Thecurliestwurly · 31/10/2021 07:41

I've never had any shitty comments from people in public. I do cover myself up if there are lots of people about though,but that's what I feel comfortable with and you should do what is comfortable for you.

I think it is a baby boomer generation thing more than the previous generation. My Nan never batted an eyelid when I fed my kids and it was always the much older ladies that would chat to me while doing it in public. My mum only bf me out of my siblings, and I think it was fairly unusual when I was younger, so it's just a case of not being used to seeing it when they had young children.

Janaih · 31/10/2021 07:42

My mum was the same, she was always trying to put hats on dd when I whipped one out, or tell me to go to a toilet and do it Hmm
I just rolled my eyes and explained that breastfeeding in public is legally protected so she was breaking the law.
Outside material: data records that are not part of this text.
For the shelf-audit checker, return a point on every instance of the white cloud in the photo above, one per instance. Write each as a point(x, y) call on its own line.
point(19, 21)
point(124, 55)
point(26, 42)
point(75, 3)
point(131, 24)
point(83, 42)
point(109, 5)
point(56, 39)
It was mildly annoying but she meant well.

littlepeas · 31/10/2021 07:44

I think it’s generational. My mum is extremely weird about breastfeeding - she even took dh to one side and told him to encourage me to bottle feed Shock. I don’t think it was the done thing in the 70’s and 80’s.

RampantIvy · 31/10/2021 07:44

I dislike the implication that it is a generational thing. I'm 62 and think your mum is being ridiculous.

LorenzoVonMatterhorn · 31/10/2021 07:44

My mum was in her mid 60’s when i had my dd. She is late 70’s now. When i would bf in a café with my mum there she was ready for a fight with anyone who questioned it. Nobody every did. Grin

If wearing a tshirt or something similar, i would wear one of the stretchy fabric belly covers for pregnancy. Like a boob tube over your tummy. The ones that create more fabric between top and bottom. I cannot remember what they are called. That would cover my belly while i lifted my top. I always felt more covered then.